И еще: у всякой действительной Голгофы в предшественниках — Гефсиманская ночь. Слабость перед лицом неминуемого, бессилие от предугаданной судьбы. И превозмогание слабости и бессилия. И преображение того и другого: слабости — в жизнь после смерти, бессилия — в возврат к живым.
Так была ли она, Гефсиманская ночь, у того человека, с которым я встретился благодаря его спутнице? Для меня теперь это несомненно. Это-то я и услышал из уст Анны Лариной, вычитал из ее записок. Это-то и потрясло меня. Это-то, присоединившееся к другим образам и судьбам, позволяет мне сегодня сказать: если у коммунизма есть шанс сохраниться в неправильном Мире завтрашнего дня, сохраниться в качестве воспоминания, не восполнимого чем-либо другим, сохраниться живой легендой и одним из законных течений духовной жизни людей, то этот шанс — его, коммунизма, Голгофа.
И его Гефсиманская ночь. Родоначальник, навсегда уснувший в кресле, как будто миновал Голгофу и все, что в ее преддверии. Но так ли?
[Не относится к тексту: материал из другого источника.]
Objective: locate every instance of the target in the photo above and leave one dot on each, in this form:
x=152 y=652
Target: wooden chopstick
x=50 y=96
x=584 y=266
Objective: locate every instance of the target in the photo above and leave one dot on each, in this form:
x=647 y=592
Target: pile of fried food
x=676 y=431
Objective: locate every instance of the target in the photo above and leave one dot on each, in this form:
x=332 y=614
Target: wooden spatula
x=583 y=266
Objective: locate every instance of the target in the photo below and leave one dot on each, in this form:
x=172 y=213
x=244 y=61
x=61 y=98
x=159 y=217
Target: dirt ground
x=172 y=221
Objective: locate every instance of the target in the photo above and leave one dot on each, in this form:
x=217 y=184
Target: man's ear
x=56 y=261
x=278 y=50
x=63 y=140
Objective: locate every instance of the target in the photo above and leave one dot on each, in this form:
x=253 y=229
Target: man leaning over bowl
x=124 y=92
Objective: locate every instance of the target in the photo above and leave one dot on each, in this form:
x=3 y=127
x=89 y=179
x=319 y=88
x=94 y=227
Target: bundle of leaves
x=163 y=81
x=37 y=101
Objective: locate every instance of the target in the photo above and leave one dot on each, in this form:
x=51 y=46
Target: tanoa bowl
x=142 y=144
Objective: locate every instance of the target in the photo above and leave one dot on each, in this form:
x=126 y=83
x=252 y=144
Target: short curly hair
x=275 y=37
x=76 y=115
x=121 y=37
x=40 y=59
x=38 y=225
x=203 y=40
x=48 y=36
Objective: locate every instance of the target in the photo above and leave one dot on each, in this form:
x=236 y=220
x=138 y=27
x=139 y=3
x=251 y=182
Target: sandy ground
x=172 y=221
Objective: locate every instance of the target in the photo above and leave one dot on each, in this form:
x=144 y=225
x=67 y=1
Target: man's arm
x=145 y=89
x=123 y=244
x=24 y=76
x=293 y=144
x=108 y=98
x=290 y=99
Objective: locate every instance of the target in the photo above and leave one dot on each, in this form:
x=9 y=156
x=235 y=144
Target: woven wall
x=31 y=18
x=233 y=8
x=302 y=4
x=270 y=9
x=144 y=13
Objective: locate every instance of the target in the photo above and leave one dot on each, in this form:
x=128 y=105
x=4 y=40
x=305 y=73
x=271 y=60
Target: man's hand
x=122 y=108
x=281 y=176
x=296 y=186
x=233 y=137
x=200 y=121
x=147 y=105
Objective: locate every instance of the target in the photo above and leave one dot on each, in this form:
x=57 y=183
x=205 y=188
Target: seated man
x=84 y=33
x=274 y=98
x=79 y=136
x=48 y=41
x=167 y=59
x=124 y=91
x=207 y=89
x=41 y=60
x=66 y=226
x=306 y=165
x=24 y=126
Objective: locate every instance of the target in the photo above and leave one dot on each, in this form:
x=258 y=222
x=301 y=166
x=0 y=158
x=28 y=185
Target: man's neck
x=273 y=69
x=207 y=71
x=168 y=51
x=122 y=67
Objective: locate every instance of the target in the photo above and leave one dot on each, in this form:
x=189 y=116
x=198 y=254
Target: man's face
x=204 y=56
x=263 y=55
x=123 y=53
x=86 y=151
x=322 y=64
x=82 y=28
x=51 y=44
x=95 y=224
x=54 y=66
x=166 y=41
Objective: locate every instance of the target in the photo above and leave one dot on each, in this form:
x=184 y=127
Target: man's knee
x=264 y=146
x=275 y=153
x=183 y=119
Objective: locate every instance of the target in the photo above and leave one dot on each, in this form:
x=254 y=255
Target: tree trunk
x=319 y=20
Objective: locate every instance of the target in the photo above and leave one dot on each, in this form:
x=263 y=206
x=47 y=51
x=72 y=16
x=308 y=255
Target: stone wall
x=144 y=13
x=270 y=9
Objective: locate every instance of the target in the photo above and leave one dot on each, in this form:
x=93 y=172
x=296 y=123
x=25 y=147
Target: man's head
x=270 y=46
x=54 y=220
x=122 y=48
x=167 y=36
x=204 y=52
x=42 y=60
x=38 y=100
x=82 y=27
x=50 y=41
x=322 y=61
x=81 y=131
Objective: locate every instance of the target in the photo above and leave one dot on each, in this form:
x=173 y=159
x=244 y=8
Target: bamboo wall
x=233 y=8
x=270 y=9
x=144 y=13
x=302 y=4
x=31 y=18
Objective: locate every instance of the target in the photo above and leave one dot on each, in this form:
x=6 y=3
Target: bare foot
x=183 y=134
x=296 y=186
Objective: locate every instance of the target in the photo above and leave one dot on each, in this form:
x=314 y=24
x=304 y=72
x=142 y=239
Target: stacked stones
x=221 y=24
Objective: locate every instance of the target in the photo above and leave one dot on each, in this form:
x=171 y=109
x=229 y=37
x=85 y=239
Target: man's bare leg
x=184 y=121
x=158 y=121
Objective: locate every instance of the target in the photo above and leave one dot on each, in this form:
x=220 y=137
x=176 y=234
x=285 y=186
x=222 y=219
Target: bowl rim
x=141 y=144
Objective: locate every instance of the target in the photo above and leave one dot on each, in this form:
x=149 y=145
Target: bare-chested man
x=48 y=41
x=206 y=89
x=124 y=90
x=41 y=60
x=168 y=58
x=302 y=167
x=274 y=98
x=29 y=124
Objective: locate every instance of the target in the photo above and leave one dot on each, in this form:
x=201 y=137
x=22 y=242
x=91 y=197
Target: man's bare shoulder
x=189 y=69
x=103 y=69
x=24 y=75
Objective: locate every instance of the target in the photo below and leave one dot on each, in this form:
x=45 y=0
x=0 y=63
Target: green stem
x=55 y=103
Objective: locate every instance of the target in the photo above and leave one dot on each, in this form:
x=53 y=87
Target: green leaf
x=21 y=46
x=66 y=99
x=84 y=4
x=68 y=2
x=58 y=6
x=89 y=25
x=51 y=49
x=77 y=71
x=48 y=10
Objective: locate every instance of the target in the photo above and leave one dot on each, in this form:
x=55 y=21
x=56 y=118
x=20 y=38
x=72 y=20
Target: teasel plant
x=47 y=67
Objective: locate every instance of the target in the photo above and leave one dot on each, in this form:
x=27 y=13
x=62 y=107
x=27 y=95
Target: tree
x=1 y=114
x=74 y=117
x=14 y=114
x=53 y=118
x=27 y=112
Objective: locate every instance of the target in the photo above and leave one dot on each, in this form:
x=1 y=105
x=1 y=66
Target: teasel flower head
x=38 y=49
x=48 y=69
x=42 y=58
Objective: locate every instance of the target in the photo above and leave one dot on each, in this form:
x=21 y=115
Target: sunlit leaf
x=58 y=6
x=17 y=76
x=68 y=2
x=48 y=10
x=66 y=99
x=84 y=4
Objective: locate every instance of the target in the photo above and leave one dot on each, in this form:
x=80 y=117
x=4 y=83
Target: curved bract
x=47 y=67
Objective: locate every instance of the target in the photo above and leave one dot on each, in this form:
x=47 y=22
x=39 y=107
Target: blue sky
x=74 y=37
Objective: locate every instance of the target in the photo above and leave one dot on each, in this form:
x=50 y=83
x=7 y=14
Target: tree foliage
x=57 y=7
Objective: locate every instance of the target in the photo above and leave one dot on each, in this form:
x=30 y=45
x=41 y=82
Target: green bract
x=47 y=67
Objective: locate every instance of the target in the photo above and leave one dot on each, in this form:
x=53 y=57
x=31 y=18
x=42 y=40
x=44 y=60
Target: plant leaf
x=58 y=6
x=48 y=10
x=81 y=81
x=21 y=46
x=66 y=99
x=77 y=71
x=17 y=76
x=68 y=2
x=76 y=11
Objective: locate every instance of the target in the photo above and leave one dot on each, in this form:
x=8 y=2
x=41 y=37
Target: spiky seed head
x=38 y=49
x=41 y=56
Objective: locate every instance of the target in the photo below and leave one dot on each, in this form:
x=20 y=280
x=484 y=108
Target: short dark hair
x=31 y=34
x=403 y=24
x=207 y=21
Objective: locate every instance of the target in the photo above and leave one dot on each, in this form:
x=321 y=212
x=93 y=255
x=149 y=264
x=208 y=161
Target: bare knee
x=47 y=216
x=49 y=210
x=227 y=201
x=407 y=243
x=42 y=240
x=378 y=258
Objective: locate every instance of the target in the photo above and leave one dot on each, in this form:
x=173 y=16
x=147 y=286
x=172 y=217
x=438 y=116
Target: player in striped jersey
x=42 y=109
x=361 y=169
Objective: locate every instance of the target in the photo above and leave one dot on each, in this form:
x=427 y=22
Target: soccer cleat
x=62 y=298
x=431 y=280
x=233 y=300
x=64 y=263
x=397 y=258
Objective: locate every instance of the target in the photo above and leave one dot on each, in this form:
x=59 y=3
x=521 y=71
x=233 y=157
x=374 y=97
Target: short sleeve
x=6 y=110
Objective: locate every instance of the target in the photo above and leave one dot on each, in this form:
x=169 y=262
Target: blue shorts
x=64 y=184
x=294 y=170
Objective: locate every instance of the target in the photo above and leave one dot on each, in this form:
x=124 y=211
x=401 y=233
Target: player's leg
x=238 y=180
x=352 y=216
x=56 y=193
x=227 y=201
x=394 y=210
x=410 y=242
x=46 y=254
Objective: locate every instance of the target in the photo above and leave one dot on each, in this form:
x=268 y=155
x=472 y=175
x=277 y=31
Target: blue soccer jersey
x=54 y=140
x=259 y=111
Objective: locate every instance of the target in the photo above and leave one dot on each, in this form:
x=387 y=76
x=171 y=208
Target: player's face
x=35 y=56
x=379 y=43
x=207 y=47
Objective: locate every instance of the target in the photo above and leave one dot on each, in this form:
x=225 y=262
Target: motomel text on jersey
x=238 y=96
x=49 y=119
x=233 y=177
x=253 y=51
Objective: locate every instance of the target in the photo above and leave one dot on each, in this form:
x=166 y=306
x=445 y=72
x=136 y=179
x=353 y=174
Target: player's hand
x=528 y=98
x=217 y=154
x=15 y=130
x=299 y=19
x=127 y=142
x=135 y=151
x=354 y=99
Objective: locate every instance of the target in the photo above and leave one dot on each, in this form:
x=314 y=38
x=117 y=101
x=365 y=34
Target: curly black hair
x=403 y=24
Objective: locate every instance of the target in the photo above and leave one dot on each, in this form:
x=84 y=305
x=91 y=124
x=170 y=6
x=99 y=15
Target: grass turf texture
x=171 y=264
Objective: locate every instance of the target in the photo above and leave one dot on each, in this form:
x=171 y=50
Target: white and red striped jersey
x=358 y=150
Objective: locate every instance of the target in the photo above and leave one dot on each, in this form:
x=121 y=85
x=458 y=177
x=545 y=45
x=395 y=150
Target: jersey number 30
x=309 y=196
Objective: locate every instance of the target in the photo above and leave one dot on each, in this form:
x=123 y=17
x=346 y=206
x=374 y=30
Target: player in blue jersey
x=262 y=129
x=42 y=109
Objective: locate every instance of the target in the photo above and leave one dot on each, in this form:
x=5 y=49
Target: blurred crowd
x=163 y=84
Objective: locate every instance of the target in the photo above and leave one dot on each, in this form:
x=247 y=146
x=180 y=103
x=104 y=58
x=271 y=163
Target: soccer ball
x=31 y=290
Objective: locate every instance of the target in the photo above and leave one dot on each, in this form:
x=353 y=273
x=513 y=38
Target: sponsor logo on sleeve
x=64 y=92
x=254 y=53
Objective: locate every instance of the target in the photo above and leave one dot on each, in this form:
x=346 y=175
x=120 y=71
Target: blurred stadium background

Так ли даже в рамках собственной его биографии и тех ее последних лет, когда, уходя от себя — автора «Капитала», — он вглядывался вдаль, в Россию, стремясь в поединке таинственных народовольцев с державой «Монгола» разглядеть будущность Мира, в чем-то главном уже несхожую с его исходным постулатом (во всем освоенном людьми земном шаре позволительно видеть одно и то же общество)?! Теперь он заново искал Мир — и себя в нем, как бы адресуя ему, потерянному и вновь находимому, памятные «чудные» слова: «впрочем, не как Я хочу, а как Ты…»
Тем же, кто потом, кто следом за ним, — уже не избежать своей Голгофы, будет ли ею утрата речи в момент прозрения или пуля в затылок. Голгофа Ленина. Голгофа Бухарина. И у каждого — свое борение в Гефсимании.